她反手抱住對方,將其帶倒,雙雙躺在軟塌上。
“方便告訴我,發生什么事了嗎?”在云錫看來,西溪的反應很奇怪,真的很奇怪,哪怕他觀察得再細致,也分析不出其中關聯。
西溪愣愣地看著對方,心里同樣在問著自己,可以告訴他嗎?
從本意上說,她是想的,分享是人最基本的心理需求。
可是,這樣的事情,她背負已經足夠沉重,真的有必要再拖一個人下水嗎?
更何況,他只是一個戰斗低微,只會做飯做家務的小可愛啊!
他甚至不曾親自戰斗,更不曾直面危險,而此刻她若告訴對方,大姨是她殺父殺母殺兄的仇人,而表姐磁珠則是屢次害她,令她險些喪命的死敵,讓他直面大能雄性的威脅,這真的好嗎?
“西溪,你說過夫妻一體,你已了解我的過去,了解我的悲傷與痛苦,為何不肯向我敞開心扉,讓我也了解你?就算……就算我幫不上什么忙,但至少也要與你保持同樣的立場,萬一什么時候稀里糊涂地,出于好意,卻幫了倒忙,那可就太糟糕了!”
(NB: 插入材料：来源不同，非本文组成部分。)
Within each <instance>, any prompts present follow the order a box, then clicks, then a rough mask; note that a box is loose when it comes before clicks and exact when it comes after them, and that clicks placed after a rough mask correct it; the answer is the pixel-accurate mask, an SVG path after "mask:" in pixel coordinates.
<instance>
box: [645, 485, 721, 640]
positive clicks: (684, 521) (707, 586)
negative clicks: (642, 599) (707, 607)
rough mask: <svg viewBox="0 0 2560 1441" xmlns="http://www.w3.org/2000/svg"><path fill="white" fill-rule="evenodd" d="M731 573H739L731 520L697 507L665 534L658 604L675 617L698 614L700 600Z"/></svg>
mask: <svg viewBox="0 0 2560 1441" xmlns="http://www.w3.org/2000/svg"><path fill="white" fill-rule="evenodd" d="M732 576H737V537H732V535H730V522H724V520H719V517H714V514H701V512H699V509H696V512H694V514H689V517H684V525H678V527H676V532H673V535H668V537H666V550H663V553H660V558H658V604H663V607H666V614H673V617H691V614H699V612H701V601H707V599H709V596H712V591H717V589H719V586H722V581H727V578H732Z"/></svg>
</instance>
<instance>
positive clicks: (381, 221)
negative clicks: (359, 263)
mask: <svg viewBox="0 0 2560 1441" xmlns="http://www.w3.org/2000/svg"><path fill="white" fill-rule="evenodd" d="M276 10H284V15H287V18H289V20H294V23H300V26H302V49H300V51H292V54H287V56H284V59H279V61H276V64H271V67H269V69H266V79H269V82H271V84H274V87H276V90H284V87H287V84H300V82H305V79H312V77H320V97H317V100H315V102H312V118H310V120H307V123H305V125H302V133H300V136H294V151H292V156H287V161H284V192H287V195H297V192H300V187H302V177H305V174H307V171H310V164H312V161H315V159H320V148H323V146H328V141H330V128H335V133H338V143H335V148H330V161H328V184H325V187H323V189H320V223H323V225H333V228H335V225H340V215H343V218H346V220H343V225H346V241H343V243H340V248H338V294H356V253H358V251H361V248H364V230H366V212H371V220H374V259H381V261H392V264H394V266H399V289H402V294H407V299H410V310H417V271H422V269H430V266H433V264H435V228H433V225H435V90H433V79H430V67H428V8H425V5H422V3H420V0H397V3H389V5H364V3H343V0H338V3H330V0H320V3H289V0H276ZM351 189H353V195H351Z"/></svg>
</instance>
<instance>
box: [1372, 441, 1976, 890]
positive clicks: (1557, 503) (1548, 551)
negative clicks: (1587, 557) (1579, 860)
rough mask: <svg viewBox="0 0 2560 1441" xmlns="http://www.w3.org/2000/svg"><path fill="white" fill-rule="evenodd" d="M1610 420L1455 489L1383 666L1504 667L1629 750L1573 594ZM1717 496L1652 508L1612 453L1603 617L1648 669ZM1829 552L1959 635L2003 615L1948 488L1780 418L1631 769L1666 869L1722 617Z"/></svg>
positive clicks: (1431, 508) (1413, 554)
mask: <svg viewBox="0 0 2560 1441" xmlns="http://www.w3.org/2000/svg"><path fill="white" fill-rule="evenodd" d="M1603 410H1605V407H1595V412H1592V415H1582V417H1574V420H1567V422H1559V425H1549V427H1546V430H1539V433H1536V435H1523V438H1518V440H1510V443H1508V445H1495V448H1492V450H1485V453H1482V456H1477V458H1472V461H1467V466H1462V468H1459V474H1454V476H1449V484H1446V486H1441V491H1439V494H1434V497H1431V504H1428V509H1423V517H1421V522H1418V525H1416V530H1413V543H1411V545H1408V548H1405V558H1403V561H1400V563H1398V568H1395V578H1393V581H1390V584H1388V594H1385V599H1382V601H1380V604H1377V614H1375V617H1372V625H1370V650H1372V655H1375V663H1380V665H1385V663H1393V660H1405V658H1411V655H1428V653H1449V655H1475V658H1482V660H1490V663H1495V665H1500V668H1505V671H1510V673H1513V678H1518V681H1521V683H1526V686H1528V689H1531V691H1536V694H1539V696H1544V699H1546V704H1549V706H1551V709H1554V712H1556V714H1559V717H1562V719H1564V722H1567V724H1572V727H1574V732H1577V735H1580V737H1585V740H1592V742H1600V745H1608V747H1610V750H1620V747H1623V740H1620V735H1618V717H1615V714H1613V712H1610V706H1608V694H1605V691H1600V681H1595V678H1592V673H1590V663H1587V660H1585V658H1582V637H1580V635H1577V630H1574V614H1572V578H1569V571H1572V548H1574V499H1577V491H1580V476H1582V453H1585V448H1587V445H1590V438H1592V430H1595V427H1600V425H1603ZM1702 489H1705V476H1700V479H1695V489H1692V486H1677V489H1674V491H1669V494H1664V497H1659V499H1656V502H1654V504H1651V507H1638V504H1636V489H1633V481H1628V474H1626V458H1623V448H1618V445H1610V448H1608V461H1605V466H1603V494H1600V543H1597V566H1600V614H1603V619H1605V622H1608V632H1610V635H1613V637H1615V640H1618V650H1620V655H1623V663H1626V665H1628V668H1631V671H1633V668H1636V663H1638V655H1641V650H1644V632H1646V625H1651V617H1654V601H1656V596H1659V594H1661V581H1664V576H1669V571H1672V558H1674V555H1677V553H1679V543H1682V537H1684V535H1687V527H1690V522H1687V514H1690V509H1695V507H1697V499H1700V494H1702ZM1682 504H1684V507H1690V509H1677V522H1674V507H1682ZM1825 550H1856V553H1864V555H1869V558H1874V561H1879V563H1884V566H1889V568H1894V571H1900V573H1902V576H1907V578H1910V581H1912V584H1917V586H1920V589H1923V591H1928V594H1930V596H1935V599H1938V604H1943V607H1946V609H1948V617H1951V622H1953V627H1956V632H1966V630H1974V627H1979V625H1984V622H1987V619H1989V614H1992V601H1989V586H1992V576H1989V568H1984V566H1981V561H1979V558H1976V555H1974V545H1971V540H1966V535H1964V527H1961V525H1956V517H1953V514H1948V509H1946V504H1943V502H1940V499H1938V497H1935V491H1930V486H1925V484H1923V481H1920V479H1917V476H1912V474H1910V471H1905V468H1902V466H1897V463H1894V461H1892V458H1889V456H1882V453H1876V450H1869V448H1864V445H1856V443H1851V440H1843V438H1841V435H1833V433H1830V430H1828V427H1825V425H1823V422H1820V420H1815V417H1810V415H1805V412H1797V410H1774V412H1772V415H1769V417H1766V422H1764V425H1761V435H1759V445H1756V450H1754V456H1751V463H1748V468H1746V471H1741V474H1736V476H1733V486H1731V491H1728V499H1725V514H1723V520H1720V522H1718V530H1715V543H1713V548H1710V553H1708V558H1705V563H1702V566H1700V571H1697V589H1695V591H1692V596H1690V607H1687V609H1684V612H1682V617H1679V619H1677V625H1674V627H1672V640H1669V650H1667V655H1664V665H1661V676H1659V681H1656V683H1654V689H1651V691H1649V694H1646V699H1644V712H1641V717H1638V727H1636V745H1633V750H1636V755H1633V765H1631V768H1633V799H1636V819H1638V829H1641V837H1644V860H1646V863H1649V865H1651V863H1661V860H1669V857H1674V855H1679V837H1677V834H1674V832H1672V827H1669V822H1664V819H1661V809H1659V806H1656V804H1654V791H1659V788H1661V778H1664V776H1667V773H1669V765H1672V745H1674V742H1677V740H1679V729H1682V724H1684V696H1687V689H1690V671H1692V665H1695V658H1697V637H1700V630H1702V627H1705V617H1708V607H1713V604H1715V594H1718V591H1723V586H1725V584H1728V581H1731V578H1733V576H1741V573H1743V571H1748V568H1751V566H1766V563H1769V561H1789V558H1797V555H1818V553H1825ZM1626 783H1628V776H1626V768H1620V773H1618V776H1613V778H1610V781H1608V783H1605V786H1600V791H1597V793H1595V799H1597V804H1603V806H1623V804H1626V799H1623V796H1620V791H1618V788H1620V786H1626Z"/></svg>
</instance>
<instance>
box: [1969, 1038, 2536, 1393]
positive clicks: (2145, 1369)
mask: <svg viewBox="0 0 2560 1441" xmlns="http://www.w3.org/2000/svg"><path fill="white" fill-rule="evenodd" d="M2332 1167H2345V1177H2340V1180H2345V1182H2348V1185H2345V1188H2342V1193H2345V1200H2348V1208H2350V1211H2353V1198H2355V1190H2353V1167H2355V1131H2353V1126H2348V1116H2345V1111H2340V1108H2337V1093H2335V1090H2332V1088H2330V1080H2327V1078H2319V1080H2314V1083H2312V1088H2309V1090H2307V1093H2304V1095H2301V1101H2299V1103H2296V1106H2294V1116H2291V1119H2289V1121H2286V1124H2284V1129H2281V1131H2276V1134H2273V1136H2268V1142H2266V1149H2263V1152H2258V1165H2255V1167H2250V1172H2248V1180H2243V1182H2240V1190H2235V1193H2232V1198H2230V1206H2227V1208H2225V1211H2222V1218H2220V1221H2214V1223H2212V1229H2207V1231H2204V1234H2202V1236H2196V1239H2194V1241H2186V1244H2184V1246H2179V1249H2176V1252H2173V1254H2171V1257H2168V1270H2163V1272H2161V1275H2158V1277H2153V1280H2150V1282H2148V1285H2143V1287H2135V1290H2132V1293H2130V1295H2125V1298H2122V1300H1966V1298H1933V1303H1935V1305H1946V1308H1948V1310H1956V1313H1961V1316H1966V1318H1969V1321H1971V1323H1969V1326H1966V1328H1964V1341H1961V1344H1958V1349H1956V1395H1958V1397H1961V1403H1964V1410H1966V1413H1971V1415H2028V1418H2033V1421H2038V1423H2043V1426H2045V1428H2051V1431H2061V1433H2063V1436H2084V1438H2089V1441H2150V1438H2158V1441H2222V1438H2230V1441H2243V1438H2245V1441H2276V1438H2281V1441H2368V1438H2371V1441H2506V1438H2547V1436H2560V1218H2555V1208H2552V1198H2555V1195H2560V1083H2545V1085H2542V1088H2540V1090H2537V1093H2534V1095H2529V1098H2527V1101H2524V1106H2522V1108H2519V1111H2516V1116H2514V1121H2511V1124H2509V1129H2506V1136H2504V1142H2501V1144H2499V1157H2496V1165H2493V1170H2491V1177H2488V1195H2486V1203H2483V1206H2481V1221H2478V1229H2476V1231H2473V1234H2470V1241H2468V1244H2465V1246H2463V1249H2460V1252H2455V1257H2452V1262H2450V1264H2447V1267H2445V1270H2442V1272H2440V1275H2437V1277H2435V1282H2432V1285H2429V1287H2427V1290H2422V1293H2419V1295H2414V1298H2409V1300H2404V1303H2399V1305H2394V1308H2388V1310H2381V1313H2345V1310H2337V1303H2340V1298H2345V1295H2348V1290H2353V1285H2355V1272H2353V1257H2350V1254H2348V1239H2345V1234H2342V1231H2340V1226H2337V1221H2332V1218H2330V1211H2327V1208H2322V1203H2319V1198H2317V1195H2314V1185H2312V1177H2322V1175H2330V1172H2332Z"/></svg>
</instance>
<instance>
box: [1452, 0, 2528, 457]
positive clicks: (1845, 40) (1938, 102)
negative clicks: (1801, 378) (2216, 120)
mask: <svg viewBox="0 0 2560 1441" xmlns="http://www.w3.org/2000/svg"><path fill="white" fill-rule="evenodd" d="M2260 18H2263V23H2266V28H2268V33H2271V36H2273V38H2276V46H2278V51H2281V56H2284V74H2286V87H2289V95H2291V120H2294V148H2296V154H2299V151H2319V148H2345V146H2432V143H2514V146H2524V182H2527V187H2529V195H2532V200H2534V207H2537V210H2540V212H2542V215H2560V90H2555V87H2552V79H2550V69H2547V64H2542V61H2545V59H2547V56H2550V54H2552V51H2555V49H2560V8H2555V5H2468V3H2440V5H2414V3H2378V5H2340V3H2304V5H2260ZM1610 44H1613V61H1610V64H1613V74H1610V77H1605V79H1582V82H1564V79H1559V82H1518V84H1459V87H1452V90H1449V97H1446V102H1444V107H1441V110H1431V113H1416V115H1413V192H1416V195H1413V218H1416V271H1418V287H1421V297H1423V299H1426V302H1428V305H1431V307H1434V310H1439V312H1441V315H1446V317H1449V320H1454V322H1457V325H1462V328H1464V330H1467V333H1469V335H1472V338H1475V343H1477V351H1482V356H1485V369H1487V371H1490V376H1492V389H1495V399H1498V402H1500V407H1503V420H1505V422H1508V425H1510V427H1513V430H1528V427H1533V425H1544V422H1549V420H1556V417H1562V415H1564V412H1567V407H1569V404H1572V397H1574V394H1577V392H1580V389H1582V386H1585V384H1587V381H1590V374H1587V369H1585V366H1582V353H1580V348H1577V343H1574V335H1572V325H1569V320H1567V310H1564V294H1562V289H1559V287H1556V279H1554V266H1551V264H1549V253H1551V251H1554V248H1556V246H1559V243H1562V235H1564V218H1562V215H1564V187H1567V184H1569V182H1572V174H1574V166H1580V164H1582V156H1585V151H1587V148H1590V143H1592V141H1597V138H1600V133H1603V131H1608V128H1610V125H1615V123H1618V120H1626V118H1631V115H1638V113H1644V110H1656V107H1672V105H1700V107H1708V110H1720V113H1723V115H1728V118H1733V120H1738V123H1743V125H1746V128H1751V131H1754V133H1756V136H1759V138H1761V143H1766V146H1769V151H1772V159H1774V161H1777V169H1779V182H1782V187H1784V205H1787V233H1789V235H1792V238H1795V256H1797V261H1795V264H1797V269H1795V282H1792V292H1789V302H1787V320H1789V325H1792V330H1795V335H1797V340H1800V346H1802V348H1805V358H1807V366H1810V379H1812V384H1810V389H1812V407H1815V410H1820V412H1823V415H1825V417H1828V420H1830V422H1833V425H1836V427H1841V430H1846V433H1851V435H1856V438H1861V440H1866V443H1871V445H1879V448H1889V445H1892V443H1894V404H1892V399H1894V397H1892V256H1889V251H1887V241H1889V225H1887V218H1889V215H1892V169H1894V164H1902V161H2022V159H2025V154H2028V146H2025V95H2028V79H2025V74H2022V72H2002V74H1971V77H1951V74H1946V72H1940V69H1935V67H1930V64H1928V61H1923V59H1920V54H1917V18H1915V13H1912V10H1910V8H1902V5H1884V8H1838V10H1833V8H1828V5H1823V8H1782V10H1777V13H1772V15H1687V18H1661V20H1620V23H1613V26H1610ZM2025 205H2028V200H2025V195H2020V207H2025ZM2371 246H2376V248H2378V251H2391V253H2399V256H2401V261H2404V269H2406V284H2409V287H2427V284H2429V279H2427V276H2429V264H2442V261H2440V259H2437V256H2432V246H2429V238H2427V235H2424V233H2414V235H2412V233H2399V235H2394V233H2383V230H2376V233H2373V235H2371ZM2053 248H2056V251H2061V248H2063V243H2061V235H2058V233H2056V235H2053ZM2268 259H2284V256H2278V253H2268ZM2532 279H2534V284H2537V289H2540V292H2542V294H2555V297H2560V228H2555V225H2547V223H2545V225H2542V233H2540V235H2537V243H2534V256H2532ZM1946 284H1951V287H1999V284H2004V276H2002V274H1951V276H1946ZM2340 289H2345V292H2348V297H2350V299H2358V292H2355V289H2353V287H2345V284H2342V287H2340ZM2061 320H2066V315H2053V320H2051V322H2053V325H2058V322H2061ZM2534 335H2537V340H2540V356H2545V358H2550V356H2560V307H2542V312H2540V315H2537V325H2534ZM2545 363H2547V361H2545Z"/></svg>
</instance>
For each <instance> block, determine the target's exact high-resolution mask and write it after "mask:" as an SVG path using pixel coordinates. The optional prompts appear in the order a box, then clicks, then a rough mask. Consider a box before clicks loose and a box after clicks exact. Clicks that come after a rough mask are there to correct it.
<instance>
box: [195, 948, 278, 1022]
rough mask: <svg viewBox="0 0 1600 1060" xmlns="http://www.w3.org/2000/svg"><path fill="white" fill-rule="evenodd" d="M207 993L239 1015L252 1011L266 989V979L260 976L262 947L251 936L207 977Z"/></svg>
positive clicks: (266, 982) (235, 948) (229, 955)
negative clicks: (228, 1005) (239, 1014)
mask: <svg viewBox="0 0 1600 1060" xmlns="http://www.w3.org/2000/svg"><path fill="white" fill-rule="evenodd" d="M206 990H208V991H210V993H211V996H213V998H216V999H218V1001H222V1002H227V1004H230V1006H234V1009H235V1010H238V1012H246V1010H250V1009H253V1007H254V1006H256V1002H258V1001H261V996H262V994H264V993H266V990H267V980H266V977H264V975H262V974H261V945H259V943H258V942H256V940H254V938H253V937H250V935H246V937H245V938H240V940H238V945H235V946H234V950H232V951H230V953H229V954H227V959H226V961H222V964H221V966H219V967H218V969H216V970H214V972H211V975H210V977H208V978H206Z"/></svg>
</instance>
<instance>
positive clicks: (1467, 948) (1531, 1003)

他隱隱有種猜測,可又覺得這種猜測過于可笑,畢竟義父告訴他,他曾側面地提醒過西溪,但西溪一再表示她們都是她最親近的人,她相信她們就像相信義父一樣。
云錫的話,終于觸動了西溪。
是啊,她本意是不希望這件事給云錫帶來困擾,可若是因為她的故意隱瞞,反倒給敵人留了方便,讓她們鉆了空子,導致云錫做了錯事,犯了忌諱,以他敏感脆弱的性子,怕是又要跟她要死要活的吧!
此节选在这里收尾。